Member of the New Mexico House of Representatives from the 28th district
- In office January 2005 – January 2019
- Preceded by: Rory Ogle
- Succeeded by: Melanie Stansbury

Personal details
- Born: Jimmie Charles Hall November 29, 1947 (age 78) McCamey, Texas, U.S.
- Party: Republican
- Education: West Texas State University (BS, MA)

Military service
- Branch/service: United States Army
- Years of service: 1975–1977
- Rank: Second lieutenant

= Jimmie C. Hall =

Member of the New Mexico House of Representatives

Jimmie Charles Hall (born November 29, 1947) is an American politician who served as a member of the New Mexico House of Representatives for District 28 from January 2005 to January 2019.

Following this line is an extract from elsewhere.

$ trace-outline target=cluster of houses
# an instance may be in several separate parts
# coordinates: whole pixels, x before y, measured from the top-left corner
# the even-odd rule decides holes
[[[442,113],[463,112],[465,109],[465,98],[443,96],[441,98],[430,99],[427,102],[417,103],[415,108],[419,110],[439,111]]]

==Early life and education==
Hall was born in McCamey, Texas. He earned a Bachelor of Science degree in animal science and a Master of Arts in agriculture from West Texas State University (now West Texas A&M University).

== Career ==
Prior to entering politics, Hall served in the United States Army and was the CEO of a bank.

===Elections===
- In 2004, District 28 incumbent Rory Ogle was unopposed for the June 1, 2004 Republican primary but withdrew. Hall replaced him on the November 2, 2004 General election ballot and was unopposed, winning with 9,338 votes.
- In 2006, Hall was unopposed for the June 6, 2006 Republican primary, winning with 1,104 votes and won the November 7, 2006 general election with 5,916 votes (56.4%) against Democratic nominee Shay Rose.
- In 2008, Hall and returning 2006 Democratic challenger Shay Rose were both unopposed for their June 8, 2008 primaries. Hall won the November 4, 2008 General election, winning with 7,274 votes (53.6%) against Rose.
- In 2010, Hall was challenged in the June 1, 2010 Republican primary but won with 2,292 votes (84.2%) and won the November 2, 2010 general election with 6,170 votes (60.9%) against Democratic nominee Cornelia Wells Lange.
- In 2012, Hall was unopposed for both the June 5, 2012 Republican Primary, winning with 1,948 votes and the November 6, 2012 General election, winning with 10,815 votes.